China has developed nano-enzymes for the treatment of tumors
- May 05, 2018 -

A few days ago, Nature Communications magazine published the latest research results on the nanoparticle-catalyzed treatment of tumors, which was jointly completed by the Gaolizeng Group of the School of Medicine of Yangzhou University and the research group of the Institute of Biophysics of the Chinese Academy of Sciences. This study demonstrates for the first time that by regulating the in vivo activity of the nanozyme multi-enzyme system, tumor metabolites can be catalyzed as toxic substances, enabling specific killing of tumors. According to reports, this research is the first time that nanozymes are used directly in tumor therapy.

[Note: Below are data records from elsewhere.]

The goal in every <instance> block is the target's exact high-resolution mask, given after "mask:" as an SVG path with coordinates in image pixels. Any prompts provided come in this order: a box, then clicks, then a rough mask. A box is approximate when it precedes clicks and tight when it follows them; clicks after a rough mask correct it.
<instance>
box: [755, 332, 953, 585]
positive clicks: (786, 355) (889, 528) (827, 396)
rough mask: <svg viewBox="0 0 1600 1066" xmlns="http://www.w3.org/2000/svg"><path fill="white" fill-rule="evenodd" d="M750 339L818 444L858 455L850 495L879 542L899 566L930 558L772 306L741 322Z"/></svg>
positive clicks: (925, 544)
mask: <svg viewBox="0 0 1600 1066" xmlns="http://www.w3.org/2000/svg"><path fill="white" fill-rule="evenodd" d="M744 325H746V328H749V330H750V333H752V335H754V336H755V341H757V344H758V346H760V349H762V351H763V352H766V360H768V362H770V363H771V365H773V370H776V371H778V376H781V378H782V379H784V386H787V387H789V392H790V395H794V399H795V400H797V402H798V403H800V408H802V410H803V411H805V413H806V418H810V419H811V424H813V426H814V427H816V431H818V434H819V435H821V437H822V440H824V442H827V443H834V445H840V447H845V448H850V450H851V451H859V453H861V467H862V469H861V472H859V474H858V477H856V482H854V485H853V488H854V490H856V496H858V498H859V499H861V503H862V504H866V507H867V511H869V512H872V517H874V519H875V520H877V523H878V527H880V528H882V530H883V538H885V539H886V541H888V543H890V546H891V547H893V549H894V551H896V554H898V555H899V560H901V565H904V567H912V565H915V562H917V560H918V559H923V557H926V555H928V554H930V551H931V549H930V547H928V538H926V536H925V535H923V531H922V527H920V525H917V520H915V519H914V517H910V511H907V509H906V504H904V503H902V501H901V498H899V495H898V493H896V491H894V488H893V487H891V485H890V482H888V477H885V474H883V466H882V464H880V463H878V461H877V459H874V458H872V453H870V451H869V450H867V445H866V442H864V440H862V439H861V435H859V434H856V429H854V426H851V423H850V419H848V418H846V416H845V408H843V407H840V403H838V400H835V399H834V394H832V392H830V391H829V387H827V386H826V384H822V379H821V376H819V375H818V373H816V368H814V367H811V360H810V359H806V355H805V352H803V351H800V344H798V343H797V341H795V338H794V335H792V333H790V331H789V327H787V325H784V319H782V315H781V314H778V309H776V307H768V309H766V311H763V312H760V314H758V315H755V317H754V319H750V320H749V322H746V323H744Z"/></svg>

The research team designed a new type of carbon-nitrogen nano-enzymes with multiple enzymatic activities and used ferritin navigation to achieve precise delivery of nano-enzymes and regulation of enzymatic activity in vivo. It uses tumor-specific metabolites to exert specificity on tumors. The effective killing effect establishes a new strategy of nano-enzyme targeted catalysis for tumor treatment, providing new ideas and techniques for cancer treatment.

According to reports, tumor metabolism has different characteristics from normal cells, and how to use tumor metabolites to develop a therapeutic strategy that “does one's way, but also makes it happen” is a new field of cancer biological therapy. Since hydrogen peroxide can be catalyzed by peroxidase to generate cytotoxic free radicals, peroxidases are expected to develop new drugs for tumors. However, natural enzymes tend to have poor stability and are easily inactivated in a complex in vivo environment, and their use is limited. The researchers in this work have taken a different path and explored the application of nanozymes with both enzyme catalytic activity and nanomaterial stability in this strategy.

The researchers first designed and synthesized novel nanozymes with four enzymes: oxidase, peroxidase, catalase and superoxide dismutase. This multienzyme activity of nanozymes is achieved by doping nitrogen into the mesoporous carbon spheres. How to accurately deliver the nanozyme to tumor cells and specifically activate the oxidase and peroxidase activities that produce active oxygen free radicals is the key to determine whether carbon nanospheres can be applied to tumor treatment.

The researchers used ferritin to modify the novel carbon-nitrogen nanozymes and verified that ferritin-modified carbon-nitrogen nanozymes can specifically recognize tumor cells and locate them in lysosomes that have an acidic environment inside tumor cells. Oxidase and peroxidase are specifically activated, which catalyzes the production of highly toxic reactive oxygen species by oxygen and hydrogen peroxide in tumors, thereby achieving specific killing of tumor cells. Animal tumor-bearing experiments showed that ferritin-carbon-nitrogen nanozyme can significantly inhibit tumor growth.